Oyo State Gov. Seyi Makinde has publicly confronted his former political ally, Nyesom Wike, accusing the Federal Capital Territory minister of volunteering to undermine the Peoples Democratic Party (PDP) on behalf of President Bola Tinubu ahead of the 2027 general election.
Makinde’s remarks, made during an interview with journalists on Tuesday, offer the latest evidence of how a once-powerful alliance forged before the 2023 elections has unravelled, reshaping political alignments as early manoeuvring for 2027 intensifies.
According to Makinde, he was present at a private meeting involving President Tinubu, Wike, the president’s chief of staff and other officials, where Wike openly pledged to “hold PDP” for Tinubu in 2027.
“I was in a meeting with the president and Wike… and I’m saying this in an open chat,” Makinde said. “Wike said to the president that, ‘well, sir, I will hold PDP for you, you know, in 2027.’”
The declaration, Makinde said, left him stunned.
“I was in shock,” he added. “So we got up, we got to the verandah and I said, ‘Wike, did we agree to this?’”
The disclosure marks an escalation in tensions between the two men, who were key members of the so-called G5 group of PDP governors that backed Wike after he lost the party’s presidential primary in 2022. That bloc resisted supporting the PDP’s eventual candidate, Atiku Abubakar, and became a defining feature of the party’s internal crisis going into the 2023 polls.
The alliance began to fracture after the election, particularly after Wike accepted appointment as minister in Tinubu’s APC-led government while retaining strong influence within the PDP. That dual role has since fuelled accusations that he is working to weaken the opposition from within.
Makinde said Wike’s position crossed a red line.
“The real issue is that Wike would like to support the president for 2027. That’s fine.
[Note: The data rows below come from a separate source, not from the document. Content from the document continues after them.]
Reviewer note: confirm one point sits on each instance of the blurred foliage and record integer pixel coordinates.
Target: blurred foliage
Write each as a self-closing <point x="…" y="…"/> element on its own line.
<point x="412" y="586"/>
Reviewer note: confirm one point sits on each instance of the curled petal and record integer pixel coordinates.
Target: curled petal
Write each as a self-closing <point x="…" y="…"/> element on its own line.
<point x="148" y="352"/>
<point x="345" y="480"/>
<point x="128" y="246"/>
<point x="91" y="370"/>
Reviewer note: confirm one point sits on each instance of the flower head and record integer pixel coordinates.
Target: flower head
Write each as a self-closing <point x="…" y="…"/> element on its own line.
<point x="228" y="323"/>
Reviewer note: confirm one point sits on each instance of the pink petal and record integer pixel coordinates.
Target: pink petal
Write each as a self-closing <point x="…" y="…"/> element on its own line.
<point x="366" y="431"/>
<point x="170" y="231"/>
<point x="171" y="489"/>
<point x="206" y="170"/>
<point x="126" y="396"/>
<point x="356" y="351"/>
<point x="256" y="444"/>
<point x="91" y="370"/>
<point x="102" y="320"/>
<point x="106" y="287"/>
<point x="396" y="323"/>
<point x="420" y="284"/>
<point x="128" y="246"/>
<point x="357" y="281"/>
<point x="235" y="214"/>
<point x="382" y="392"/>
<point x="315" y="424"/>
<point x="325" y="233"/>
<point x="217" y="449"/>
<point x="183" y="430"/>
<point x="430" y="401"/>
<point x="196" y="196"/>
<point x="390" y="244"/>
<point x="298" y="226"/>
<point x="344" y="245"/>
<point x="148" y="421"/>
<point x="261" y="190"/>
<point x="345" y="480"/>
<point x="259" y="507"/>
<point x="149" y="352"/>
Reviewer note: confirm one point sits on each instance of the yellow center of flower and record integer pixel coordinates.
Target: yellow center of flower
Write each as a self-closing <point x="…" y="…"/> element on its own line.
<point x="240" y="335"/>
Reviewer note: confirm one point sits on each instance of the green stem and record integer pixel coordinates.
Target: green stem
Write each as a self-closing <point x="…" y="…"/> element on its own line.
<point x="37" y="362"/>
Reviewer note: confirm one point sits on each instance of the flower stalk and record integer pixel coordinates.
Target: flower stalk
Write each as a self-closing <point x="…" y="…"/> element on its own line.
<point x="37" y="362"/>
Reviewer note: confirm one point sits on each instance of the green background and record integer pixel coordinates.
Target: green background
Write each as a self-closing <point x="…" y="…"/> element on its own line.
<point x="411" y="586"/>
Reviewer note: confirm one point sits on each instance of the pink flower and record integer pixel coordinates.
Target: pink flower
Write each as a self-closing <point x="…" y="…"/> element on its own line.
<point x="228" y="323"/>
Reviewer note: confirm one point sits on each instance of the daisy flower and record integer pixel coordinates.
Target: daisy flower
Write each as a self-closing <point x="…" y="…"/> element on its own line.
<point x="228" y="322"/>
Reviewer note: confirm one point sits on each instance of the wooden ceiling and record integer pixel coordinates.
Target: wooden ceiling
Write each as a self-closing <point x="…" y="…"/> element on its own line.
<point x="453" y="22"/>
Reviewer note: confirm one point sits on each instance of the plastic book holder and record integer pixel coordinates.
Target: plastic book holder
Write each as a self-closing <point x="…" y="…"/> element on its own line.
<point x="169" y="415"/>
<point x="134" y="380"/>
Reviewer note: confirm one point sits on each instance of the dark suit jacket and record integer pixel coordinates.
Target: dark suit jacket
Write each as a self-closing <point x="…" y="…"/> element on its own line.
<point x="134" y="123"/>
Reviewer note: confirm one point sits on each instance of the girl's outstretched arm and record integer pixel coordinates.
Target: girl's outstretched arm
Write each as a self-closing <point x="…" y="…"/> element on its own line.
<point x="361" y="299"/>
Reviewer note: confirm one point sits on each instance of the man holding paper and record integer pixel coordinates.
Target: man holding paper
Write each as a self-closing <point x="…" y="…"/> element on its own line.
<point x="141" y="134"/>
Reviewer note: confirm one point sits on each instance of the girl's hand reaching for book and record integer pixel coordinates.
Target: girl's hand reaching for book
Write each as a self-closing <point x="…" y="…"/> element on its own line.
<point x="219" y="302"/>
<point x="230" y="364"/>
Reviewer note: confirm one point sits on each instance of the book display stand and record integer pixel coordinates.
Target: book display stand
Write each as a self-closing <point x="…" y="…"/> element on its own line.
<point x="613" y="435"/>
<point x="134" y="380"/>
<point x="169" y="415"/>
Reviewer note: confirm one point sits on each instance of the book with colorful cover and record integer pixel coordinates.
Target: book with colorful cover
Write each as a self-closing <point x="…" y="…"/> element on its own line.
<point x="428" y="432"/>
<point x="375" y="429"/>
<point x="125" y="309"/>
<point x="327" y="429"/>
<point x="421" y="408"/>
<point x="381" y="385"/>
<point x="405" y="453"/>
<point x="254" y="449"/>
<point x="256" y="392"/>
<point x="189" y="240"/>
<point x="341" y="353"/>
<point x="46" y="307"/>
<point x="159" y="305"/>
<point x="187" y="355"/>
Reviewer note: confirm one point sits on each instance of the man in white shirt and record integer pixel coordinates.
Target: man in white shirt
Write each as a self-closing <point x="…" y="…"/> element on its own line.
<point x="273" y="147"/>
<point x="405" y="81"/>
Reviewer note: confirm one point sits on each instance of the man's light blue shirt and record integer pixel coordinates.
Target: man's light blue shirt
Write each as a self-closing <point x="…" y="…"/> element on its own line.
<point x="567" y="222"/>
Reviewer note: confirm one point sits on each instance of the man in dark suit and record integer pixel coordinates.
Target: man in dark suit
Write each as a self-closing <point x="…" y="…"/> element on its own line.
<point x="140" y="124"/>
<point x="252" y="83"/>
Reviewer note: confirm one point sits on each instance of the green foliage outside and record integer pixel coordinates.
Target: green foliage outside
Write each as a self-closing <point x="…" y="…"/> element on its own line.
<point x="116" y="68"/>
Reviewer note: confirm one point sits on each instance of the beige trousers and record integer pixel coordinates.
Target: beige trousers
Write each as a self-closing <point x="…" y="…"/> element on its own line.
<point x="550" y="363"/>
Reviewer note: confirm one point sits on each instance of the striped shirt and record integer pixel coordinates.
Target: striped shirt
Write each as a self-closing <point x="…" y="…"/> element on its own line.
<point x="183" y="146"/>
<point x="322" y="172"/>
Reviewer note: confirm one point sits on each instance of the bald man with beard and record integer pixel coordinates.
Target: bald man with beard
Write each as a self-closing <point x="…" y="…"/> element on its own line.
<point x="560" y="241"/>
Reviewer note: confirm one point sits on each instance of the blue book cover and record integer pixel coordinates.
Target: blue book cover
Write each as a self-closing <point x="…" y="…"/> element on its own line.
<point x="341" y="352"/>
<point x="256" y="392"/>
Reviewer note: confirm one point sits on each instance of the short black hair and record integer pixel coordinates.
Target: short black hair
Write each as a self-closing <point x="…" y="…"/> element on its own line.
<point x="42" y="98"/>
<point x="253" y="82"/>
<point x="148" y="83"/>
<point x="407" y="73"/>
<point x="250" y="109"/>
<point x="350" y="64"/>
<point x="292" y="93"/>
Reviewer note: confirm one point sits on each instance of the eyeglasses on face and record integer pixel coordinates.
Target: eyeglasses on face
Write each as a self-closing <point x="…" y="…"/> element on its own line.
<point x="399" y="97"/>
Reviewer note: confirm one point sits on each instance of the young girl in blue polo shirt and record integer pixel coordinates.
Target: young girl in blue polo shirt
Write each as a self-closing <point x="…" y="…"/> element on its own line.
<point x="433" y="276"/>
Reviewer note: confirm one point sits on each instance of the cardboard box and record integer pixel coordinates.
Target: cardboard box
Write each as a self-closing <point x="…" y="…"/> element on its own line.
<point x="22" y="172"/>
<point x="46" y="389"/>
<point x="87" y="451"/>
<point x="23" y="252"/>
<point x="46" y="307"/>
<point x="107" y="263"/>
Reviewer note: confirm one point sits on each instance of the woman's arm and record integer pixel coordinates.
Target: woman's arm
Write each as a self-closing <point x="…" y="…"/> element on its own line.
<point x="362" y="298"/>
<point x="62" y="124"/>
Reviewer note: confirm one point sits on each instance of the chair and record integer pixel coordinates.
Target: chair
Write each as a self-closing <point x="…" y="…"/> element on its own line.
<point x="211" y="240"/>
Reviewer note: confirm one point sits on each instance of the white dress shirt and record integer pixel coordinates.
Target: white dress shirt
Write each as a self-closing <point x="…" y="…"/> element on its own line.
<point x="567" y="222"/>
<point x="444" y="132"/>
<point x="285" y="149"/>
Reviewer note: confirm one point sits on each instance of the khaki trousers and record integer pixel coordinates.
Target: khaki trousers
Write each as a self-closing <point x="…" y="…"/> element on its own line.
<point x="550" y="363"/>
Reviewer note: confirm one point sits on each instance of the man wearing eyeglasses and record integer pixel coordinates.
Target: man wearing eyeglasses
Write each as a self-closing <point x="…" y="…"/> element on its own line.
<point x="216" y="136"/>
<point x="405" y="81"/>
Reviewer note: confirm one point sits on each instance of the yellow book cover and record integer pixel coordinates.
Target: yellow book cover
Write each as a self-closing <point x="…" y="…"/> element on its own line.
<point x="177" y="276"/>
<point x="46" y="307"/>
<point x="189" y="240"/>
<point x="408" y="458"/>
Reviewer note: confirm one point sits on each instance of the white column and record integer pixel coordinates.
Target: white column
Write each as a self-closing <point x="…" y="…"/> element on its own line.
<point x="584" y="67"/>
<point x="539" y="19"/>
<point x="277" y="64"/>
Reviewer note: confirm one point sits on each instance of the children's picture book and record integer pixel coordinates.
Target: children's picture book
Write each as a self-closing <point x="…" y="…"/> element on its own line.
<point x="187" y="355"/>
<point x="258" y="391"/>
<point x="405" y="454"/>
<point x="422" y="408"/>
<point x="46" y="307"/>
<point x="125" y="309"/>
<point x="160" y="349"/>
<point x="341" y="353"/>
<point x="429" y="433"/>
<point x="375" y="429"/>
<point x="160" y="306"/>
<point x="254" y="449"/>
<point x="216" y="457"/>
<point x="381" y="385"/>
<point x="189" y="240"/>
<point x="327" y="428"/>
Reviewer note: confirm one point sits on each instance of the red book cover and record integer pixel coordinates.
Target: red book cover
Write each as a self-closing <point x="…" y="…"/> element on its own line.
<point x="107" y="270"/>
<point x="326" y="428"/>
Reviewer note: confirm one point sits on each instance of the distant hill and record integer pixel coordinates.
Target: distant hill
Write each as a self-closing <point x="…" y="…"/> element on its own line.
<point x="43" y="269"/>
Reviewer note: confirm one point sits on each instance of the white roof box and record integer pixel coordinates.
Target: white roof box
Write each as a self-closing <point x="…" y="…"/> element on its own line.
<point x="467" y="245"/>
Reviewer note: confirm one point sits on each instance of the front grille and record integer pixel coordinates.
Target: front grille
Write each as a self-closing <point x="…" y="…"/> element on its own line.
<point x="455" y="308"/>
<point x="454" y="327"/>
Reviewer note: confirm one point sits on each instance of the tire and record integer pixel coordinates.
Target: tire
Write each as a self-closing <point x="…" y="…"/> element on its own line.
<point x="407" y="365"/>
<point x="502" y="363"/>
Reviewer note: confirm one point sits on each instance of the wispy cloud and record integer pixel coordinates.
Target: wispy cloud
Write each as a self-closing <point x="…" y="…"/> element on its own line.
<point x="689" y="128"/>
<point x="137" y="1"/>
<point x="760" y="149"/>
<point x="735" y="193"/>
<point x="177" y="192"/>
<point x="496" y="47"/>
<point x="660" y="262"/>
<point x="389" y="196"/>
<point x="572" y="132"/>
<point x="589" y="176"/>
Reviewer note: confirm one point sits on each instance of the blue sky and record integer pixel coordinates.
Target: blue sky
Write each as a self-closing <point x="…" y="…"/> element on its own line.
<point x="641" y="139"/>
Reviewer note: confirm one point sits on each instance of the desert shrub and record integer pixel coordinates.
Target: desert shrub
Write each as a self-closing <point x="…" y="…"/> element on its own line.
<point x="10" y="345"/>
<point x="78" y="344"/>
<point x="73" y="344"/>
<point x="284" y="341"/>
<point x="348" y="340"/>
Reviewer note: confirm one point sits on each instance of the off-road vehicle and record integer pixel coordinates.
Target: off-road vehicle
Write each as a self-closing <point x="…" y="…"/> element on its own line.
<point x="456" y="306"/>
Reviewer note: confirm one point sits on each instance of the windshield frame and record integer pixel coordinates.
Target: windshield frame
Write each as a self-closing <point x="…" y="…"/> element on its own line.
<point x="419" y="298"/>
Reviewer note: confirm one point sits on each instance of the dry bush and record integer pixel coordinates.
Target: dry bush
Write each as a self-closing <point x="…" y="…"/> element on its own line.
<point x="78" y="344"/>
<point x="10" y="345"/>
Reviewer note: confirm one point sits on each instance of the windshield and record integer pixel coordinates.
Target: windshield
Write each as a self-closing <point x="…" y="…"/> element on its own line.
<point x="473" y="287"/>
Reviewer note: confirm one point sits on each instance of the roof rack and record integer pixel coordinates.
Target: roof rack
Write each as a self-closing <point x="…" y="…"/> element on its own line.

It is within his right,” the governor said. “But some of us want to ensure that democracy survives in Nigeria, that we don’t drift into a one-party state, and that PDP survives. It should also allow us to do our own thing.”
Makinde said he initially sought a quiet resolution, raising the issue with a mutual friend in the hope that Wike would reconsider.
“I said maybe he was talking about an errand that the president never sent him,” Makinde said. “So let’s engage him. Let’s see if he will back off. But he never did.”
That refusal, he said, forced a direct confrontation.
“So after he didn’t back off, I said, well, now it’s time to confront him. Because I told him from that day that I would never be a part of this,” he said.
Deepening Crisis
The fallout comes against the backdrop of a recent power struggle within the PDP. The party formally expelled Wike last month, a move he countered by mobilising his faction to announce the expulsion of Makinde and other party leaders, deepening the crisis and raising questions about the PDP’s coherence heading into the next election cycle.
Makinde also revealed that he rebuffed overtures from President Tinubu aimed at drawing him closer to the ruling party.
“He said, ‘it’s you that I want to help me organise APC in Oyo State,’” Makinde recalled. “I said, ‘No, sir, I can never help you organise APC in Oyo State because I am of the PDP.’”
Wike has not responded publicly to Makinde’s claims and could not be reached for comment.